Die erweiterte Demokratie – Teil I
Der vorliegende Aufsatz skizziert die Grenzen der Wirksamkeit demokratischer Prozesse. In den folgenden Teilen der hiermit beginnenden Serie wird dann aufgezeigt, wie sich das Volk gegenwärtig durch seine Fixierung auf demokratische Abstimmungsverfahren selbst entmachtet und der Herrschaft durch Finanz- und Politeliten unterwirft. Vor dem Hintergrund der Klimadebatte und der Enteignungs-Forderungen des Juso-Chefs Kevin Kühnert sollen demgegenüber praktische Wege beschrieben werden, wie »alle Macht« tatsächlich vom Volk ausgehen könnte.

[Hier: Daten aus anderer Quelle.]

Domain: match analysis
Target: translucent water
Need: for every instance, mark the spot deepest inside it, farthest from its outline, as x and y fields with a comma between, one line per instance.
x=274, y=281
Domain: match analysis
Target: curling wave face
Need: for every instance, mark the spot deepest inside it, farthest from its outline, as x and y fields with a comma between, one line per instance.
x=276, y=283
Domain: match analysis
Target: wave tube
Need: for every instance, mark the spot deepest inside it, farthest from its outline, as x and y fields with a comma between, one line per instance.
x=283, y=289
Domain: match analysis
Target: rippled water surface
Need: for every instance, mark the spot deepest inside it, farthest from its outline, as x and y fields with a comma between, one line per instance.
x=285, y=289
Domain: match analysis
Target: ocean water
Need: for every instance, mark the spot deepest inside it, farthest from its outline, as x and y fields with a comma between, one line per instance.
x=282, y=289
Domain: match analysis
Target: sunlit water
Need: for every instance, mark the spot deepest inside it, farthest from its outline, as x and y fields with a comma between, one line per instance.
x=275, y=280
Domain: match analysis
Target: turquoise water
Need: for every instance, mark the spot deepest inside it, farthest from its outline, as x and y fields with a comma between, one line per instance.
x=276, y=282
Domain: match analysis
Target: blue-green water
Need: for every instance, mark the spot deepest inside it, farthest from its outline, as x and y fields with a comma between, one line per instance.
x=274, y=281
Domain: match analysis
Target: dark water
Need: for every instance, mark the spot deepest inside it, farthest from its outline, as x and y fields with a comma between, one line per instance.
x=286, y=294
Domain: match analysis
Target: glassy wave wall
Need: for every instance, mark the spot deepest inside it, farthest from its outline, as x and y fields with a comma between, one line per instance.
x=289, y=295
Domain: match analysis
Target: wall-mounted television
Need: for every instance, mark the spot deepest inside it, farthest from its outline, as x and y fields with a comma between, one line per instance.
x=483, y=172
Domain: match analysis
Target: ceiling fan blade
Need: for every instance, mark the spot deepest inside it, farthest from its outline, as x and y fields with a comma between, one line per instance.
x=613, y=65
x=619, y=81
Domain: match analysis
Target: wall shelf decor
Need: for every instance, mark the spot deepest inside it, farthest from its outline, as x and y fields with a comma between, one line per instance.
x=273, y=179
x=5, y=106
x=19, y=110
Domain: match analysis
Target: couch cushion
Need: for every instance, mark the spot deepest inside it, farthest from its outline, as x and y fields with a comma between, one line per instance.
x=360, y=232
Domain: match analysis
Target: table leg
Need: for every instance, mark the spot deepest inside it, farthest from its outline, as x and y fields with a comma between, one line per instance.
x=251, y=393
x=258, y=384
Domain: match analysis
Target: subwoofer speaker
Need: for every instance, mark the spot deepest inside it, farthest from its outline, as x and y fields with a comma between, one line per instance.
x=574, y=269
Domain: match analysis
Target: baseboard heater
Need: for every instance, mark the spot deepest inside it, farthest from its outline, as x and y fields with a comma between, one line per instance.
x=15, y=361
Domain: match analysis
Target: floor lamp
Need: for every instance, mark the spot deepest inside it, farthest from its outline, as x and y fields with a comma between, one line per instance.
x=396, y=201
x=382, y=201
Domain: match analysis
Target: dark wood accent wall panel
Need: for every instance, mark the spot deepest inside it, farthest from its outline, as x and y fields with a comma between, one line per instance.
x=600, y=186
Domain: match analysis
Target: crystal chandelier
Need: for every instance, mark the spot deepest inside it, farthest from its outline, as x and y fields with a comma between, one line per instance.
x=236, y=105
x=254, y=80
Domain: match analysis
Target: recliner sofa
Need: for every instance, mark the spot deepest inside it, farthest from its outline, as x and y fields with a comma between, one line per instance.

Das kürzlich vorgelegte Klimaschutzpaket lässt sich nicht anders als ironisch kommentieren. Was als Endziel der CO2-Bepreisung vorgestellt wird, ist eine politische Verhaltenstherapie zur Modifikation der Volksseele. Offenbar soll die Bevölkerung nun mit sanfter Gewalt wie Herdenvieh in die richtige Richtung gelenkt werden. Die zunächst vertagte, aber dann doch irgendwann – wenn’s die Leute vielleicht wieder vergessen haben – kommende Gebührenordnung ist so prozessual eingerichtet wie ein Naturgeschehen: eine allmählich ansteigende finanzielle Belastung, an die man sich gewöhnen wird wie an die zunehmende Hitze. Wirtschaft und Industrie werden ebenso gelenkt. Solange sich der Schaden noch rechnet, wird weiter mit Emissionen gehandelt. Die Kosten-Nutzen-Bilanz soll von selbst dafür sorgen, dass neue und erdfreundliche Technologien hervorgebracht werden. Das ist das Naturgesetz des Marktes, das sich ja schon in der Vergangenheit als so segensreich erwiesen hat.